What license should I pick for my data/tool?

We encourage using a free license. A representative selection of free licenses as well as CC licenses (more appropriate for data) is available directly during submission. There is a great OPEN License Selector which can guide you through the selection of appropriate license.
If for some reason you need a different license,  contact the Help Desk.

Where can I find more information about supported licenses?

The list of licenses currently supported is here. However, do not hesitate to contact the Help Desk in case you need your specific license. The licenses can be accompanied by various requirements; eg. limiting to logged in users, filling additional details (purpose) etc.

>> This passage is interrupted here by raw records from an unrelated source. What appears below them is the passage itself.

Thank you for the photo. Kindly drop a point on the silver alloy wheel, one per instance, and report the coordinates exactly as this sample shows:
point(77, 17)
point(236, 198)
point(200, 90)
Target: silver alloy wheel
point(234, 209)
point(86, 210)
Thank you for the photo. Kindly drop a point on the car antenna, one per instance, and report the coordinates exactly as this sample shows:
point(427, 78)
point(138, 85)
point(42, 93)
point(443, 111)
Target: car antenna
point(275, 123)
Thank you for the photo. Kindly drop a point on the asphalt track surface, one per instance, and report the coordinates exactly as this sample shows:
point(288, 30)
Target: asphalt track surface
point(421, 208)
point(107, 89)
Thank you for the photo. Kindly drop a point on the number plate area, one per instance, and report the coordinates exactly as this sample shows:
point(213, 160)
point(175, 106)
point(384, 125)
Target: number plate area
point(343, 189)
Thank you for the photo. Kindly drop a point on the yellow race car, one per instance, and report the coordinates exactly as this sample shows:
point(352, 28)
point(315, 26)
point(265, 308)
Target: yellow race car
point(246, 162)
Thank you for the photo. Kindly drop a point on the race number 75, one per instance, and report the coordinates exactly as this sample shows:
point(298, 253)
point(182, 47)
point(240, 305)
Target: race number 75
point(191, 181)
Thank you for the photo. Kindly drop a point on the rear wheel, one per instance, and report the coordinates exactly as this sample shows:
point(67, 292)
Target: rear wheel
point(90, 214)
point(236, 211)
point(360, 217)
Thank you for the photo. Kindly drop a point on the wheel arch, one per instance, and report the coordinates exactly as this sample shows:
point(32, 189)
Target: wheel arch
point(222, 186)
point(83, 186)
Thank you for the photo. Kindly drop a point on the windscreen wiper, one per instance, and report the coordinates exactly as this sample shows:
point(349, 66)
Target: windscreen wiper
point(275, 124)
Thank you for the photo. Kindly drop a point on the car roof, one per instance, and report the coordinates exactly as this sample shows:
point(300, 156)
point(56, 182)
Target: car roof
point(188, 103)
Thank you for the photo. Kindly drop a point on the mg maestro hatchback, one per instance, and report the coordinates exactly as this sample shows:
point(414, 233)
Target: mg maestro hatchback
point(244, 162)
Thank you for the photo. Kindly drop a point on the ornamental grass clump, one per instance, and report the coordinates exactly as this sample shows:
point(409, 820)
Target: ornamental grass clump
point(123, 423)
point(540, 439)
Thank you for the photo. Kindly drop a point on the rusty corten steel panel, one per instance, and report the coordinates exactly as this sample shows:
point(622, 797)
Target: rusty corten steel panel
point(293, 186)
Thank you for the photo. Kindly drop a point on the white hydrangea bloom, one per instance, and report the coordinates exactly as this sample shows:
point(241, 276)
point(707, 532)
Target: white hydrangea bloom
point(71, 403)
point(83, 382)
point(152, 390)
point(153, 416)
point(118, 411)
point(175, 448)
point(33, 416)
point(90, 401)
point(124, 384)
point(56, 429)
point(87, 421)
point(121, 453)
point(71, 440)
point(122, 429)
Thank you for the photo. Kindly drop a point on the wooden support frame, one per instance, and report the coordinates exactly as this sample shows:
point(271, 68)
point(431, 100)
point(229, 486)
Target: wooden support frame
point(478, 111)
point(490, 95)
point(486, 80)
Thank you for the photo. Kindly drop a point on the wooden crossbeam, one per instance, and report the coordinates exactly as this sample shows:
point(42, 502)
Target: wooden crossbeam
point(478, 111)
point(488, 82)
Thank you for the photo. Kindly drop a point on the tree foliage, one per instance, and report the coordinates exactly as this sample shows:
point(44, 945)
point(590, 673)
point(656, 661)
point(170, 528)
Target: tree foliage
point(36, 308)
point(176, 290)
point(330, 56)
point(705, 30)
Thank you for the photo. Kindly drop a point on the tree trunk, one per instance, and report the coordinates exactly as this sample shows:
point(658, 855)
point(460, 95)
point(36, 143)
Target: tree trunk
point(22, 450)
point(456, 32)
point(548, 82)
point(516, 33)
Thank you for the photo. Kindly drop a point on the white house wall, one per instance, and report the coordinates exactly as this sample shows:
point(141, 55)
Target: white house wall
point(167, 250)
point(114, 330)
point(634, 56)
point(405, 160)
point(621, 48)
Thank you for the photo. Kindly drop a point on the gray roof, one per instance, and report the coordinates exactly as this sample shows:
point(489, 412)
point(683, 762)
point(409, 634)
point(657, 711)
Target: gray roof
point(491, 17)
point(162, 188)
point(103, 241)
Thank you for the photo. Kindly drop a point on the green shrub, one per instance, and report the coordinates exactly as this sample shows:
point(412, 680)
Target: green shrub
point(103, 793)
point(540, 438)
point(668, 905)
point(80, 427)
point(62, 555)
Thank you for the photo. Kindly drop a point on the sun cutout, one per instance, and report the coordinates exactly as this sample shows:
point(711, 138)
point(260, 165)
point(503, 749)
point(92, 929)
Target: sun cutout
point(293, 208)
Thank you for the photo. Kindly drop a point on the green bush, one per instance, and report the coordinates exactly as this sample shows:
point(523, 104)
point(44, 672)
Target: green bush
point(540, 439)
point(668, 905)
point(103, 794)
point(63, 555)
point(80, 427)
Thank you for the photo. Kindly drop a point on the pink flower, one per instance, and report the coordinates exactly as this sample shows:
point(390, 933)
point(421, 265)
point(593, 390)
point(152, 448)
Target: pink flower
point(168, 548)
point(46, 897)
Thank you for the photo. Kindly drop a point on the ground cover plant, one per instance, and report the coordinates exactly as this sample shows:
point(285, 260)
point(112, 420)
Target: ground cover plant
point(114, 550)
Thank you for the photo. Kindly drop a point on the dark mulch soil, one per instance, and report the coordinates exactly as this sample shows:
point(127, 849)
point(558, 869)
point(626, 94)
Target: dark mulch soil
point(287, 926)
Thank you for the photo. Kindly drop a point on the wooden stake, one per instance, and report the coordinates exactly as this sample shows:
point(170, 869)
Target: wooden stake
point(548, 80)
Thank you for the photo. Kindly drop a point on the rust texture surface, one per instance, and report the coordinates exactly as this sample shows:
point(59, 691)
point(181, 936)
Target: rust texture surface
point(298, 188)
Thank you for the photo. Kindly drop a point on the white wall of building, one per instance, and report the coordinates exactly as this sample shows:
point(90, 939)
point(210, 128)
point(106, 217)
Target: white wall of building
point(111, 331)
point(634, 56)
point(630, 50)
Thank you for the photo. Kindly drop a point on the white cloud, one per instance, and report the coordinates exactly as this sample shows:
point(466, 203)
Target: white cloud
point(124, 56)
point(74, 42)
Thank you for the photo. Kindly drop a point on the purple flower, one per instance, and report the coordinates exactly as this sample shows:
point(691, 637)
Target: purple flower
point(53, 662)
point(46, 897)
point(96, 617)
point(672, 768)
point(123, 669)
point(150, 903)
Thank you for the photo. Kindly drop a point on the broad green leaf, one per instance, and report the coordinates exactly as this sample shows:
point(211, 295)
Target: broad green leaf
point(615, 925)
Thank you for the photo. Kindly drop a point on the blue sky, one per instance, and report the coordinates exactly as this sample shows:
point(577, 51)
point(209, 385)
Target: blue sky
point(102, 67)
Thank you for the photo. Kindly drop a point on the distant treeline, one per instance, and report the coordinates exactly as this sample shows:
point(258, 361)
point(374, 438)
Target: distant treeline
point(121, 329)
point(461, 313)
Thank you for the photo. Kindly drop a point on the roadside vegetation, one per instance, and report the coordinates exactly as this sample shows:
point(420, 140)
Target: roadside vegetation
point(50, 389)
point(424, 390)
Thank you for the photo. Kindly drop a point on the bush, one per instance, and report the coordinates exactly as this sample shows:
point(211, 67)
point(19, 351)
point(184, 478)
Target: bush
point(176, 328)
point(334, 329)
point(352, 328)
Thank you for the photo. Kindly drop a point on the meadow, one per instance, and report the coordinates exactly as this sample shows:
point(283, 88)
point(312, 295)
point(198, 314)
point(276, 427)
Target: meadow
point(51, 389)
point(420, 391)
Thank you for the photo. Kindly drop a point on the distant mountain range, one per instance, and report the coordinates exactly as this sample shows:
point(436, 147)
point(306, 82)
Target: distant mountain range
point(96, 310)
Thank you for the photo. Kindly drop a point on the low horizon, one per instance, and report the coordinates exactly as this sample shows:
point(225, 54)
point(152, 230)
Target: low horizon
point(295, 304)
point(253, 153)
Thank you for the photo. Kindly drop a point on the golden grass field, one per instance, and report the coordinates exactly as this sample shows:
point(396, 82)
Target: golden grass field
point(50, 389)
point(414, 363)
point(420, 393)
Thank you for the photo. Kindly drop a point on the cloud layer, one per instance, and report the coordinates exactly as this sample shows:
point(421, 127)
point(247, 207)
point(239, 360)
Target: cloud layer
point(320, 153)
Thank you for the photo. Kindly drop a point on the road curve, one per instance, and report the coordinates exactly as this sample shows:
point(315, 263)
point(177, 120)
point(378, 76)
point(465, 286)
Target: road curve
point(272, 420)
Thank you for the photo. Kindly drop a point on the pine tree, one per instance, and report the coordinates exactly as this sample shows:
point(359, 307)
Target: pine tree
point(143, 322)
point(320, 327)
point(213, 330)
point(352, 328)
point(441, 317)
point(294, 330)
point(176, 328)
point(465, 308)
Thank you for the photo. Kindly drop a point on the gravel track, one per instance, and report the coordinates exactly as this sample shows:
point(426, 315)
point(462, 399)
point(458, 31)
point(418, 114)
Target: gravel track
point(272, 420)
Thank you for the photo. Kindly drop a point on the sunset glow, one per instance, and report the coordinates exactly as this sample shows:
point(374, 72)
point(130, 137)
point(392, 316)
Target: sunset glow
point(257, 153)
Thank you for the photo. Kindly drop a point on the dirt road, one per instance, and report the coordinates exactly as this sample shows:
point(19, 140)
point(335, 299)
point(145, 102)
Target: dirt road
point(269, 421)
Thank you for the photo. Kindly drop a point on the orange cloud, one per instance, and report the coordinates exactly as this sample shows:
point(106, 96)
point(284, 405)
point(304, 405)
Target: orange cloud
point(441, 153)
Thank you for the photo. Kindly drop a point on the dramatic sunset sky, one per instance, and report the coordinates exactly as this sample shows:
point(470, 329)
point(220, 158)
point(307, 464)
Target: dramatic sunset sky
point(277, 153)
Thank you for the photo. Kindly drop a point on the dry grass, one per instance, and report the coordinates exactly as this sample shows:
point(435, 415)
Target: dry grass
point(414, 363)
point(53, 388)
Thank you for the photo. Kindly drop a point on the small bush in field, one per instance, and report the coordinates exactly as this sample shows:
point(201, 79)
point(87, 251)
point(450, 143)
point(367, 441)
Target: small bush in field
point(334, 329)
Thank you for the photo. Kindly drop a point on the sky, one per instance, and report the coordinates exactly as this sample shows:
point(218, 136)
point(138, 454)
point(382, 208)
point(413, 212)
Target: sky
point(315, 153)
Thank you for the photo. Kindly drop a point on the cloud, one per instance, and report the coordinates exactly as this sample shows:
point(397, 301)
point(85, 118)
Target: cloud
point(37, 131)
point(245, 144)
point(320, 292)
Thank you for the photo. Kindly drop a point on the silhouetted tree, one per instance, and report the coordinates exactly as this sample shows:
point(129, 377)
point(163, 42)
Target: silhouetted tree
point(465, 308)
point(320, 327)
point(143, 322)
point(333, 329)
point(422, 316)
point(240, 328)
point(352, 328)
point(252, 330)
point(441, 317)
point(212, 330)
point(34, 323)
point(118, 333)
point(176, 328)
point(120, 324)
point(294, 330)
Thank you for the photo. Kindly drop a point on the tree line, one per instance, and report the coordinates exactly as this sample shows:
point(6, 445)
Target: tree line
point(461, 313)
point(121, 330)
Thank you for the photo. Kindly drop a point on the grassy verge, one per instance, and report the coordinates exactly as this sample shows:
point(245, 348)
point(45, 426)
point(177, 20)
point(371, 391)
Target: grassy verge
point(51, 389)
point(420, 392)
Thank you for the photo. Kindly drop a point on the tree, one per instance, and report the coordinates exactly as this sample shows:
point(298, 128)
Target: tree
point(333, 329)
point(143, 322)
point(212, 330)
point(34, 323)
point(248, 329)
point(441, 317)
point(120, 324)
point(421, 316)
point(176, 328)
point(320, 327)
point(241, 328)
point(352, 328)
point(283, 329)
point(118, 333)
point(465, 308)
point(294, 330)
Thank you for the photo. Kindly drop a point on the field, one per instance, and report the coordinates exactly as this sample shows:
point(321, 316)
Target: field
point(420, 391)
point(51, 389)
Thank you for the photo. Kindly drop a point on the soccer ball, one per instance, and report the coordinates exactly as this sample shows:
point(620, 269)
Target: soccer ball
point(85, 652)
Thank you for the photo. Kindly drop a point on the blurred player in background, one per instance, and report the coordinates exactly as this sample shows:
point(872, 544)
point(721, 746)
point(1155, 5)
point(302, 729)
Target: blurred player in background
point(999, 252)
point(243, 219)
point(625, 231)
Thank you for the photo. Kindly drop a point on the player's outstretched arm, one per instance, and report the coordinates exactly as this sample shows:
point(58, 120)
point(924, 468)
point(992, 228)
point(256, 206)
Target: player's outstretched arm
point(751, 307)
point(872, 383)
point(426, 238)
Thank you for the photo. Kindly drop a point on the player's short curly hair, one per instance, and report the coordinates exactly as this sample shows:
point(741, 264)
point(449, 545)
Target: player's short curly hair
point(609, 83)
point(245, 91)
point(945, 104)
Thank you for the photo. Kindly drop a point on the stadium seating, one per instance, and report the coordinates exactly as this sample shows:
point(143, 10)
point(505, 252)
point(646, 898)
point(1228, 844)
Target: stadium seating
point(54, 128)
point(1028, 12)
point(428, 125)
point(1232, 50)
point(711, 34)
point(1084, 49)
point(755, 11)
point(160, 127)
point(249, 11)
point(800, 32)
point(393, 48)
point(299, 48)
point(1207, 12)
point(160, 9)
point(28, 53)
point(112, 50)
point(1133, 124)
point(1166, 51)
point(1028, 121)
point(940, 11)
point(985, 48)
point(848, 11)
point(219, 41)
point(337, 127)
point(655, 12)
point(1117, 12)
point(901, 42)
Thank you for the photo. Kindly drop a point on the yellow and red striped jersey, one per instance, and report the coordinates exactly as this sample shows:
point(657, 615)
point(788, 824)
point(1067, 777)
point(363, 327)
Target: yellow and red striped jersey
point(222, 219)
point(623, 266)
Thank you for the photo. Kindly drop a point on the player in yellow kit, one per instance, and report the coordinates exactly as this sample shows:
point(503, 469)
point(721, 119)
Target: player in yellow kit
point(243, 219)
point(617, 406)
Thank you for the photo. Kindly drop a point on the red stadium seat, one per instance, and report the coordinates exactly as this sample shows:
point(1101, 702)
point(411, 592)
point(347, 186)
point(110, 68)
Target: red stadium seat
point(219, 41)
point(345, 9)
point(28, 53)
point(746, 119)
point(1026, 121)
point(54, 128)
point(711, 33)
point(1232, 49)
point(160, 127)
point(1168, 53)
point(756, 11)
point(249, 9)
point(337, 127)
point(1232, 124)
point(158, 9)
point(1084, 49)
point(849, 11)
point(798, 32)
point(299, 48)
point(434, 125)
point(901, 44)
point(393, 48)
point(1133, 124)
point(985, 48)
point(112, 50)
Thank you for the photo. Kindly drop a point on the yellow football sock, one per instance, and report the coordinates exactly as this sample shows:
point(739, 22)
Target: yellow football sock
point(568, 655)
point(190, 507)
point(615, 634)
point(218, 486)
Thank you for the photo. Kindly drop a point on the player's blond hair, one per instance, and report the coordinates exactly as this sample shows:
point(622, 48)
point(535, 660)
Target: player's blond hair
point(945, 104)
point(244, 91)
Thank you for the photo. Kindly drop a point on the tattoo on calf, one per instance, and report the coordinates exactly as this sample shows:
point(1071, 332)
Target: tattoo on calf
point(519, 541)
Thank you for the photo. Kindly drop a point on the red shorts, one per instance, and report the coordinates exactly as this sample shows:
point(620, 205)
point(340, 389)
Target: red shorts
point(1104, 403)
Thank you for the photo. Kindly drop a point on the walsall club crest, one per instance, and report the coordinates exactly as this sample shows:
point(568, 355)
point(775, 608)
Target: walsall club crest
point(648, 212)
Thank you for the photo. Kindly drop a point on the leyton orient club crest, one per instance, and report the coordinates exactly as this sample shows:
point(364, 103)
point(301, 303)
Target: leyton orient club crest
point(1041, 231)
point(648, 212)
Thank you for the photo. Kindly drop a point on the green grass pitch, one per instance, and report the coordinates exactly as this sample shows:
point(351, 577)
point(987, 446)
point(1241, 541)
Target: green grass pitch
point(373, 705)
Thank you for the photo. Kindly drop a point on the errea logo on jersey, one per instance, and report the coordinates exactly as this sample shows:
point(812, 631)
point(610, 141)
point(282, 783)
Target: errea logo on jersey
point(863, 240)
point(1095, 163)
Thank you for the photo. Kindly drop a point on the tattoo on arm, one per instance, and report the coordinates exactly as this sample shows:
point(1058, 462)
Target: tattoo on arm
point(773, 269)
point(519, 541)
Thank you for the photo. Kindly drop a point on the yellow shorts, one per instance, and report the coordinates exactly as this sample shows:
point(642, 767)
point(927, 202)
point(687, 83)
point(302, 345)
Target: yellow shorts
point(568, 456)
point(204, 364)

How to cite a submissions?

We strongly feel that data should be cited properly. For that reason we are adopting various policies and creating UI elements  to make the citation as easy and as consistent as possible. CLARIN endorses the Data Citation Principles and so do we. We ask Data users to acknowledge and cite data sources properly in all publications and outputs. We already implement the important recommendations of RDA's Data Citation Work Group.  See the example of automatic citation text below.

The Handle System provides unique and persistent identifiers of digital objects. We use it to provide your data with a permanent identifier in the form of an URL that will always point to the data, wherever it moves in the future. Thus you can safely use the Handle to point to data for instance in publications. The Handle is part of the RefBox together with other information such as authors, title and publisher.

RefBox
RefBox

For convenience we've prepared export formats, that can easily be copied and pasted. An item can be exported in BibTeX format. A link to an export is provided in the citation box (see above image). On clicking the link to "BibTeX", formatted BitbTeX entry will be displayed.

BibTex
BibTex export demo

How do I get the most of my searches?

In contrast to other search engines this one uses OR as a default operator; see examples below that clarify this. If you are not satisfied with the results of your searches, you might wish to go beyond plain text searches. You may search only in certain fields, use negation, add score (emphasis) to some parts of the query and match more. The search engine is SOLR so use it's syntax if you know it or check it in the documentation.

Examples

PDT wordnet vs PDT AND wordnet
The default operator is OR; ie. the first example searches for PDT OR WordNet in all text fields.
dc.title:P?T && -dc.title:WordNet
Returns all items having P?T in title - ? stands for any character (eg. PDT) - and not having WordNet in the title
dc.title:"Czech WordNet"
Use double quotes (") for exact matches and multiword expressions
autor:(Bojar && -Tamchyna) && (dc.language.iso:(ces AND eng) OR language:(czech AND english))
Search for items by one author and not the other; interesting are only items about both czech and english languages.